How is Sentiment Calculated?

Often it is done using a Machine Learning Framework, that you train with specific sampled data and results.  In my case, however, I used a pre-built sentiment analysis package that is part of the Textblob library.

If you’re using Anaconda, you can install Textblob via: https://anaconda.org/conda-forge/textblob

GeeksForGeeks Approach

While I wrote the script below, I did find Textblob from someone else’s work who was already doing Twitter Analysis… I’ll cite them for reference as well: https://www.geeksforgeeks.org/twitter-sentiment-analysis-using-python/

As luck would have it, they too did an approach of Twitter Sentiment Analysis.  Their choice was to use TextBlob for the Sentiment Analysis and I went ahead and did the same thing in my script below.  As it turns out TextBlob is a great place to start but the accuracy I think will improve with a training based framework (as mentioned later on.)

The Concept

The idea I was trying to work out, was to build off the previous script that graphed Twitter user Tweets about subjects.  Instead of getting a figure of counts of tweets about subject 1 vs. subject 2, I decided to try and get user sentiment.  How many of the Tweets are positive about a single subject?

For example, if the sentiment of a cryptocurrency (i.e.
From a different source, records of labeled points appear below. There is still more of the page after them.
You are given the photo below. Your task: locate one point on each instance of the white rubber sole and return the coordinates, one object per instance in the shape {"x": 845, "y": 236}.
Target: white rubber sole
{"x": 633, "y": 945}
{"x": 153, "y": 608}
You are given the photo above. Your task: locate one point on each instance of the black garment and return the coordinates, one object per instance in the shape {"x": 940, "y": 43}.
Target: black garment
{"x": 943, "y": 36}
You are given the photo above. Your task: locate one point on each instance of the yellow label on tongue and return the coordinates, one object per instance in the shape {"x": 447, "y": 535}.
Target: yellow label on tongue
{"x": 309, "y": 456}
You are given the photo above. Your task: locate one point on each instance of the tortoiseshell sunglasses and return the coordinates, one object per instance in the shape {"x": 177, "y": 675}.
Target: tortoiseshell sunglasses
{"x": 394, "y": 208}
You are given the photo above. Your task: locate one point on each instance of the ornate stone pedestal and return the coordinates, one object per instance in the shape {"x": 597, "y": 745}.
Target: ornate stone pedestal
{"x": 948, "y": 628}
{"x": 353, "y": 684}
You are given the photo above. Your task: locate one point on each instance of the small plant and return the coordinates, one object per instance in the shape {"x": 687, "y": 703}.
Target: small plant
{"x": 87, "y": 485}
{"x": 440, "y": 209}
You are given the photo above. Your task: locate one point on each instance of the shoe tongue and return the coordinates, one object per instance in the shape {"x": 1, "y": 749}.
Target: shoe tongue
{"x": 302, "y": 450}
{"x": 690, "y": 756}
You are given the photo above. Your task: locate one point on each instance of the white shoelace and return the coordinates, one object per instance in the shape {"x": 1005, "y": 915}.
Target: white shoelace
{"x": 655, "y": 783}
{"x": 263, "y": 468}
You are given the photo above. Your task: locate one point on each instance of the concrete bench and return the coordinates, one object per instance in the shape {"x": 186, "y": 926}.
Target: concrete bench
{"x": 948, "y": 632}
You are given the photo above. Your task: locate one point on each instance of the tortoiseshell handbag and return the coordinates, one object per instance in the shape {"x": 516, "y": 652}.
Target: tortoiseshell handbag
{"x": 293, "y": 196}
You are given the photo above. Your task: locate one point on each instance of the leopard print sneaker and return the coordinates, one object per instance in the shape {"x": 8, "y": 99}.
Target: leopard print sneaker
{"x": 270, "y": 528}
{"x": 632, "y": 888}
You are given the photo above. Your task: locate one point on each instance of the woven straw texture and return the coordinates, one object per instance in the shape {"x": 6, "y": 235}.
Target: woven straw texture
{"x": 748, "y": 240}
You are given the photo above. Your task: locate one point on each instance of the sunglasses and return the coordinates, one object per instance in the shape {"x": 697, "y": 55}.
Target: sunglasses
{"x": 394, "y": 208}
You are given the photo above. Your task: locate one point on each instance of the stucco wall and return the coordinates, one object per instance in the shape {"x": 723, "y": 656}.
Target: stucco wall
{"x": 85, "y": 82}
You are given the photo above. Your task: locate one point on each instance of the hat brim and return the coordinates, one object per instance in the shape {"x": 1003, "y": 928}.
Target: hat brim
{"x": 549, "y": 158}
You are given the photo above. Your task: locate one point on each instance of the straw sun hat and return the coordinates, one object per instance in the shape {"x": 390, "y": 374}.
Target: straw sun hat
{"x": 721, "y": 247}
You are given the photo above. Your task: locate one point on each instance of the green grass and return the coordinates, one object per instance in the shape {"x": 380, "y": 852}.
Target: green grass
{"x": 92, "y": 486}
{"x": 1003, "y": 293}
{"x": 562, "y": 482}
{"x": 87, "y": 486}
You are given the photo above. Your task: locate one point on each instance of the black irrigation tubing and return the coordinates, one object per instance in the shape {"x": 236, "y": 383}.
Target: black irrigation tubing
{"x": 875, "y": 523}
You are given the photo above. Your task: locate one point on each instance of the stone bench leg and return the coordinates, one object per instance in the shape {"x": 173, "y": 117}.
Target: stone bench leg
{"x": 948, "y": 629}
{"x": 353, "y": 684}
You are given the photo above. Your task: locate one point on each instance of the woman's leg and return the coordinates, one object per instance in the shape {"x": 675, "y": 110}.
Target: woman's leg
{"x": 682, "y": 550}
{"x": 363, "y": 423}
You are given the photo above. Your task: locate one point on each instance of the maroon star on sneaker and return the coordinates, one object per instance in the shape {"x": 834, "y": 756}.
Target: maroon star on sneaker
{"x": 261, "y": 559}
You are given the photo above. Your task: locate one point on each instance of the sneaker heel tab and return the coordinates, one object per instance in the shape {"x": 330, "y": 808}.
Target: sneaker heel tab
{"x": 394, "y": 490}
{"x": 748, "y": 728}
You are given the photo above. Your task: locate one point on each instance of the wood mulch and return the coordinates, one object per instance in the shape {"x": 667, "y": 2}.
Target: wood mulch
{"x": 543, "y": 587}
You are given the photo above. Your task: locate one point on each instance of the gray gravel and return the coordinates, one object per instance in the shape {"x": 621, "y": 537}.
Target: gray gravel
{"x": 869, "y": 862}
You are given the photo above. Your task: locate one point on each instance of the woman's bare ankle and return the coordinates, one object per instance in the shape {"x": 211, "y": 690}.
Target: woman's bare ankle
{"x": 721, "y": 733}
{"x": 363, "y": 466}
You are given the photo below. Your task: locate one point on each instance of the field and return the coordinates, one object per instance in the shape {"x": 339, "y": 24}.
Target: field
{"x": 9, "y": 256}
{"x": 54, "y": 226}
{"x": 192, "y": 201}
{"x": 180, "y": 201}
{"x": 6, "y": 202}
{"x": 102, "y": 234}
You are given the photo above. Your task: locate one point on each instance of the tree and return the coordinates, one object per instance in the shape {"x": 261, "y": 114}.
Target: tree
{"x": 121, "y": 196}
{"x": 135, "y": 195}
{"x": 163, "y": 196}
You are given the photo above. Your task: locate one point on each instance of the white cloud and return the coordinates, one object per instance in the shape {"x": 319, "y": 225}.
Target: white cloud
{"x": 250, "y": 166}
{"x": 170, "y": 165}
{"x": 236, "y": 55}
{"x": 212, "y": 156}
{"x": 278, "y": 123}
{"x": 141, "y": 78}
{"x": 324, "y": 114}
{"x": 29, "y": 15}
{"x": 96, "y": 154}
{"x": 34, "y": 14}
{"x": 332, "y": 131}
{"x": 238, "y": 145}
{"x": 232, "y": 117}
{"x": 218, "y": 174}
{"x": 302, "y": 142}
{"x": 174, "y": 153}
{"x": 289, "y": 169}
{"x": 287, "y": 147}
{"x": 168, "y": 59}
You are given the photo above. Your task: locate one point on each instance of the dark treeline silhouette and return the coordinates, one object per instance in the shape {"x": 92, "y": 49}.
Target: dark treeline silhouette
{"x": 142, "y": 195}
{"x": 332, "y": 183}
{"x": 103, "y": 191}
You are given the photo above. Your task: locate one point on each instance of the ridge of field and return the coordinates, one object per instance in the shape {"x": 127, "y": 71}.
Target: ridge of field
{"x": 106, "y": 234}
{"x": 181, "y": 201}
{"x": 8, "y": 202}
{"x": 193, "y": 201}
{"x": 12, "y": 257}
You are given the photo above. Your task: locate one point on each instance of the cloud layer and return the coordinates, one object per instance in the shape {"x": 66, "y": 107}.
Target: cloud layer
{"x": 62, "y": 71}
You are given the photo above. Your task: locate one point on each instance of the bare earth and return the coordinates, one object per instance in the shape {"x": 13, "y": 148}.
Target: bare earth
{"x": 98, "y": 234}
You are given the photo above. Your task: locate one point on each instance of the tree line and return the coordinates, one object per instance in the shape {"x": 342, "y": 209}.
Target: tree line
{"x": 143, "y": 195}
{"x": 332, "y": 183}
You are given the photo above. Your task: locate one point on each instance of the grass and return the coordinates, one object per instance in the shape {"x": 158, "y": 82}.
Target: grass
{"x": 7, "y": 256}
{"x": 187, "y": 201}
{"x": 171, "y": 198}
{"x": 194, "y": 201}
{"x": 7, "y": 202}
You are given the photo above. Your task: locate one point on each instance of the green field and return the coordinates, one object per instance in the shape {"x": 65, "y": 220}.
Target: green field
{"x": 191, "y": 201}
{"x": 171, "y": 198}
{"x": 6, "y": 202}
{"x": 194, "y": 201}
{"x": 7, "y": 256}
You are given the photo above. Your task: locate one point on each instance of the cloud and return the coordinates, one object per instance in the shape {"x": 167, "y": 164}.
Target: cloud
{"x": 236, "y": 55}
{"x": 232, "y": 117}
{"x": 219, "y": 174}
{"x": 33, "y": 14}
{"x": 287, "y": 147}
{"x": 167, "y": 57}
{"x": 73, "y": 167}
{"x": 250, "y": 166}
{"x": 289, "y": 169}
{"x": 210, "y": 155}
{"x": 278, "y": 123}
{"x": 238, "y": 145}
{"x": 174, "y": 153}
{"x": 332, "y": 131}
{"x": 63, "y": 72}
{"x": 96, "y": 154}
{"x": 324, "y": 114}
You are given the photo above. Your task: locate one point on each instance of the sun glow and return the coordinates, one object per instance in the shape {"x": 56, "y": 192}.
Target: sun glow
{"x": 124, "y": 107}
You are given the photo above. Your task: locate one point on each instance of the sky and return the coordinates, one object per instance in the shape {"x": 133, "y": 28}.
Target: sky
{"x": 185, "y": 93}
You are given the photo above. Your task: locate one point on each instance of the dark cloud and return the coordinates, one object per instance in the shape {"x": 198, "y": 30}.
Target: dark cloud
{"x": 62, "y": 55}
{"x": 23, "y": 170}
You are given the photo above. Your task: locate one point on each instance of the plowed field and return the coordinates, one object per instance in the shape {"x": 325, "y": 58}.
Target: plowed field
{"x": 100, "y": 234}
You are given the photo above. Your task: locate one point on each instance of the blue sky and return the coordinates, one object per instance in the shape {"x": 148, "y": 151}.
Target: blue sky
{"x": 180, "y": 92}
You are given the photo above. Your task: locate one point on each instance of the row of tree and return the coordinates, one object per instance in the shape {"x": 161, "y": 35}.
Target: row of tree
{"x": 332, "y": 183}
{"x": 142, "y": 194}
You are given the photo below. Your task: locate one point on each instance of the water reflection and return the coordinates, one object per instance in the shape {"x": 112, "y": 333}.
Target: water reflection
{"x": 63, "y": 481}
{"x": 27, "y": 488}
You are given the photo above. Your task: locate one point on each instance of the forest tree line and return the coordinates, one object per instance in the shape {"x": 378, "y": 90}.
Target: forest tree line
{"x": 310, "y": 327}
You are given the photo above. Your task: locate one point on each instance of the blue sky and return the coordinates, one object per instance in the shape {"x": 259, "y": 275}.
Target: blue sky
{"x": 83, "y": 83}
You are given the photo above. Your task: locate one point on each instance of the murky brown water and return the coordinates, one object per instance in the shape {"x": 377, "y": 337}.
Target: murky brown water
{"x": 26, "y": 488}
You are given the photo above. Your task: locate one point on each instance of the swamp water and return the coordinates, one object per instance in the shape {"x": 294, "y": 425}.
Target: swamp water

Bitcoin) is normally 65% positive, and then the next day there are 3 times as many Tweets and they average 95% positive, it could be indicative of a pump in the price… and conversely, if there is a large shift in Negative sentiment, it could foretell Fear in the market and a potential Sell-Off.

Libraries Used

For this work, I made use of the Tweepy, TextBlob and Datetime libraries.

Tweepy was used to interface and authenticate with Twitter.

TextBlob was used to get basic sentiment scores.

Datetime was used to filter the results of Twitter data to a 24hr timeframe.

Code

Below is the Python script that takes in a subject (i.e. “bitcoin”), queries Twitter and then iterates over the text of each tweet, performing a Sentiment Analysis score.  These scores are tallied up and then a percentage is calculated of positive or negative sentiment on the subject.

import tweepy, datetime
from textblob import TextBlob

access_token = 'XXXXXXXXXXXXXX'
access_token_secret = 'XXXXXXXXXXXXXXXX'
consumer_key = 'XXXXXXXXXXXXXXXXXX'
consumer_secret = 'XXXXXXXXXXXXXXXXXX'

auth = tweepy.OAuthHandler(consumer_key, consumer_secret)
auth.set_access_token(access_token, access_token_secret)

api = tweepy.API(auth)

[pos, neg] = [0,0]
sent = ''
result = 0

def query_twitter(q, max_tweets=50):
    for tweet in tweepy.Cursor(api.search, q=q).items(max_tweets):
        if (datetime.datetime.now() - tweet.created_at).days < 1:
            sentiment(tweet.text)
    print([pos, neg])
    print("Subject: "+ "'" + q + "'" + " is " + str("{0:.2f}".format(result)) + "% " + sent)

def sentiment(tweet):
    global pos
    global neg
    analysis = TextBlob(tweet)
    if analysis.sentiment.polarity >0:
        print('Positive: ' + tweet + '\n')
        pos = pos + 1
    elif analysis.sentiment.polarity < 0:
        print('Negative: ' + tweet + '\n')
        neg = neg + 1        

    return sentiment_percent(pos, neg)

def sentiment_percent(pos, neg):
    global sent
    global result
    total = pos + neg
    if pos > neg:
        sent = "Positive"
        result = pos / total * 100
    else:
        sent = "Negative"
        result = neg / total * 100
    return {sent:result}

query_twitter('trump', 500)

Result Example

The results of the code above will output something similar to this:


Negative: RT @DeanObeidallah: Thanks to Trump we are now seeing Trump supporters in essence calling the survivors of the school shooting "Fake news."…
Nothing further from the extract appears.